Les collectivités ultramarines connaissent régulièrement des mouvements sociaux qui visent à dénoncer un climat social et économique extrêmement difficile. Il faut savoir que dans ces régions, les prix des produits alimentaires sont de 30 % à 50 % plus élevés qu'en métropole alors que le revenu moyen des ménages domiens est inférieur de 38 % à celui des ménages hexagonaux.

Outre la cherté de la vie, marquée par les prix élevés de l'ensemble des biens de consommation, ces territoires sont durement touchés par la crise, par le chômage, avec les risques d'exclusion que cela représente. Pour ne citer qu'un exemple, le taux de chômage s'élevait à 28,5 % à La Réunion en 2012 contre 9,7 % en métropole. Qui plus est, la perspective d'une croissance proche de zéro en France métropolitaine et d'outre-mer ne fait qu'assombrir ce tableau.

La situation économique de Saint-Martin est préoccupante. Les commerces ferment. Le tourisme, fleuron de son économie pendant de longues années, voit ses résultats se dégrader. Ce déclin a de lourdes conséquences sur l'emploi local : le taux de chômage est de 25 % et les moins de vingt-cinq ans représentent 15 % des demandeurs d'emploi.

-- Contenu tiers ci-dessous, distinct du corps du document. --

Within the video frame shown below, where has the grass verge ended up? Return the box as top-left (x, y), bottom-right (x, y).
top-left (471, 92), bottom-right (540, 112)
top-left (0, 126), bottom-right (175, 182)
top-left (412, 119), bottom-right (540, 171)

Si j'ai pris l'exemple de Saint-Martin, c'est que mon collègue Daniel Gibbes, député de Saint-Barthélemy et de Saint-Martin, retenu dans sa circonscription par le vote en ce moment même du budget 2013 de la collectivité d'outre-mer, m'a demandé d'être son relais dans l'hémicycle pour exprimer son avis sur la proposition de loi et faire part de son inquiétude quant à la situation économique de Saint-Martin.

Cette proposition de loi a le mérite de soutenir l'économie ultramarine en grande difficulté. Elle conforte les secteurs en péril et encourage les entreprises à embaucher les demandeurs d'emploi, qui sont toujours plus nombreux à s'inscrire mais beaucoup trop peu nombreux à retrouver une activité.

Le souci de préserver le pouvoir d'achat de nos concitoyens ultramarins constitue aujourd'hui une préoccupation constante, unanime et majeure, au-delà même des appartenances politiques. Nous ne pouvons qu'approuver la prorogation du régime social du bonus exceptionnel car elle va permettre d'alléger le coût du travail pour quelques mois encore, d'encourager l'alternance et la formation, et donner aux entreprises les moyens d'embaucher.

Je note toutefois que le Gouvernement a agi avec une grande maladresse. À l'occasion des débats sur le projet de loi de finances pour 2013, il a en effet repoussé un amendement du sénateur Vergès, qui visait précisément à proroger ce dispositif, pour finalement revenir sur sa position et réintroduire la prorogation dans le projet de loi portant création du contrat d'avenir. Quelle perte de temps !

Sur la forme, le Conseil constitutionnel a jugé que ce dispositif avait été adopté selon une procédure contraire à la Constitution, compte tenu du fait qu'il ne présentait pas de lien avec les dispositions du projet de loi initial. Quel manque de cohérence dans la méthode !

Le Gouvernement donne trop souvent l'impression d'une action en escalier alors que sur des sujets importants et urgents comme le pouvoir d'achat, il serait utile que l'examen parlementaire puisse emprunter un escalier mécanique.

Quel est votre sentiment, monsieur le ministre, sur ces subtilités qui échappent à la compréhension de nos concitoyens ? Au lieu de tergiverser, ne faudrait-il pas plutôt envisager des mesures pérennes et structurelles pour pallier durablement les difficultés en outre-mer et soutenir l'activité économique ?

Notre assemblée examine cet après-midi une proposition de loi qui vise à proroger d'une année, soit jusqu'au 31 décembre 2013, le régime social du bonus exceptionnel outre-mer créé en 2009 par la majorité précédente. Au Sénat, la commission des affaires sociales a prévu de compenser l'exonération par le budget de l'État, plus précisément par les crédits du programme « Emploi outre-mer » de la mission « Outre-mer ». Notre commission a examiné, sans modification, cette proposition de loi.

Compte tenu du contexte économique et social difficile qui prévaut en outre-mer, il nous paraît indispensable de maintenir ce dispositif dont l'intérêt social est incontestable. Pour ces raisons, le groupe UMP est favorable à la prorogation de ce dispositif et votera donc ce texte.